In 1826 Joseph Robidoux, a French half-breed trader, established a trading post on the site of St Joseph. Following the purchase from the Indians of the country, now known as the Platte Purchase, in 1836, a settlement grew up about this trading post, and in 1843 Robidoux laid out a town here and named it St Joseph in honour of his patron saint. St Joseph became the county-seat in 1846, and in 1851 was first chartered as a city. It early became a trading centre of importance, well known as an outfitting point for miners and other emigrants to the Rocky Mountain region and the Pacific coast. During the Civil War it was held continuously by the Unionists, but local sentiment was bitterly divided. After the war a rapid development began. In 1885 St Joseph became a city of the second class. Under the state constitution of 1875 it has had the right, since attaining a population of 100,000, to form a charter for itself. In September 1909, at a special election, it adopted the commission charter described above.

ST Junien, a town of west-central France in the department of Haute-Vienne, on the right bank of the Vienne, 26 m. W. by N. of Limoges on the railway from Limoges to Angouleme.

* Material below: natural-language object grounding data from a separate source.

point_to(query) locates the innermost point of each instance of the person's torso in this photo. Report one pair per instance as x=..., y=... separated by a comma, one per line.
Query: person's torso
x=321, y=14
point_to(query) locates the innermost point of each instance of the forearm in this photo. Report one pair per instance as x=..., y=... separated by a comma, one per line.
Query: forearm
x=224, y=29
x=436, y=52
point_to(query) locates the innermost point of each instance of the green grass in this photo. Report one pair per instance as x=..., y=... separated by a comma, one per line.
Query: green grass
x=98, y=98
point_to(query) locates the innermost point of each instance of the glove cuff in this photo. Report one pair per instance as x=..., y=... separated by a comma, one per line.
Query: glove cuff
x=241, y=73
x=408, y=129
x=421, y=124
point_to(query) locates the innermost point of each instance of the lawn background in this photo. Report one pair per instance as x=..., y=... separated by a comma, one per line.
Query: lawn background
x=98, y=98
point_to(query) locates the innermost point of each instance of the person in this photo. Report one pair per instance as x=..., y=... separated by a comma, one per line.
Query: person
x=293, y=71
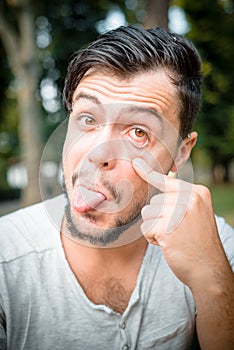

Pop. (1906) town, 8484; commune, 11,400.11,400. The 12th century collegiate church, a fine example of the Romanesque style of Limousin, contains a richly sculptured tomb of St Junien, the hermit of the 6th century from whom the town takes its name. Another interesting building is the Gothic chapel of Notre-Dame, with three naves, rebuilt by Louis XI., standing close to a medieval bridge over the Vienne. The town, which ranks second in the department in population and industry, is noted for leather-dressing and the manufacture of gloves and straw paper.